Examples - Approximation

OLS approximation

If we have lots of data that we want to summarise with OLS

# Generating example data
using Random
using Distributions
using DataStructures
Random.seed!(1)
obs = 1000
X = rand(obs)
y = X .+ rand(Normal(),obs) .+ 7
# And now making an approximation function
approxFunction, reg = create_ols_approximation(y, X, 2)

Numerical Integration with Chebyshev polynomials

And if we want to approximate the sin function in the [2.3, 5.6] bound with 7 polynomial terms and 20 approximation nodes:

chebyshevs = create_chebyshev_approximation(sin, 20, 7, OrderedDict{Symbol,Tuple{Float64,Float64}}(:default => (2.3, 5.6)))

We can integrate the above term in the normal way to achieve Gauss-Chebyshev quadrature:

integral(chebyshevs, 2.3, 5.6)

Multivariate: MARS Spline for approximation

First we will generate some example data.

using MultivariateFunctions
using Random
using DataFrames
using Distributions
using DataStructures

Random.seed!(1992)
nObs = 1000
dd = DataFrame()
dd[!, :x] = rand( Normal(),nObs) + 0.1 .* rand( Normal(),nObs)
dd[!, :z] = rand( Normal(),nObs) + 0.1 .* rand( Normal(),nObs)
dd[!, :w] = (0.5 .* rand( Normal(),nObs)) .+ 0.7.*(dd[!, :z] .- dd[!, :x]) + 0.1 .* rand( Normal(),nObs)
dd[!, :y] = (dd[!, :x] .*dd[!, :w] ) .* (dd[!, :z] .- dd[!, :w]) .+ dd[!, :x] + rand( Normal(),nObs)
dd[7,:y] = 1.0
y = :y
x_variables = Set{Symbol}([:w, :x, :z])

It is important to note here that we have a set of symbols for x_variables.
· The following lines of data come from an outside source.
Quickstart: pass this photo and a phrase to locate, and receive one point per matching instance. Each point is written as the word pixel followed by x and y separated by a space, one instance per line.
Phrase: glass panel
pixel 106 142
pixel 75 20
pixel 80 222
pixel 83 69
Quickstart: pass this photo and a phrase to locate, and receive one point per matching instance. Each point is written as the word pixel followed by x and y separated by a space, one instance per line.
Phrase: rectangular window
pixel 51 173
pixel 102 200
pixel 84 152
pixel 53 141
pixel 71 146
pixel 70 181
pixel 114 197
This is the set of columns in the dataframe that we will use to predict y - the dependent variable.

We can then create an approximation with recursive partitioning:

number_of_divisions = 7
rp_4, rp_reg_4 = create_recursive_partitioning(dd, y, x_variables, number_of_divisions; rel_tol = 1e-3)

We can also create a MARS approximation spline:

rp_1, rp_reg_1 = create_mars_spline(dd, y, x_variables, number_of_divisions; rel_tol = 1e-3)

Note that the rel_tol here is the tolerance in the optimisation step for hinges (or divisions in the recursive partitioning case). In most applied cases it generally doesn't matter much if there is a hinge at 1.0006 or at 1.0007 so in most settings this can be set higher than you would generally set the tolerance for a numerical optimiser. For this reason the default value is 1e-02.

Monotonic MARS Spline

If you need a MARS approximation that is guaranteed to be monotonic in each dimension, use create_monotonic_mars_spline. First generate some example data:

using MultivariateFunctions
using Random
using DataFrames
using Distributions
using DataStructures

Random.seed!(1)
nObs = 500
dd = DataFrame()
dd[!, :x] = rand(Normal(), nObs)
dd[!, :z] = rand(Normal(), nObs)
dd[!, :y] = 3.0 .* max.(0.0, dd[!, :x] .- 0.5) .+ 2.0 .* max.(0.0, dd[!, :z] .+ 1.0) .+ 1.0

By default all dimensions are monotone increasing:

result = create_monotonic_mars_spline(dd, :y, Set([:x, :z]), 5; rel_tol = 1e-3)
monotone_model = result.model

You can specify directions per dimension. For example, increasing in :x and decreasing in :z:

result = create_monotonic_mars_spline(dd, :y, Set([:x, :z]), 5;
    directions = Dict{Symbol,Symbol}(:x => :increasing, :z => :decreasing))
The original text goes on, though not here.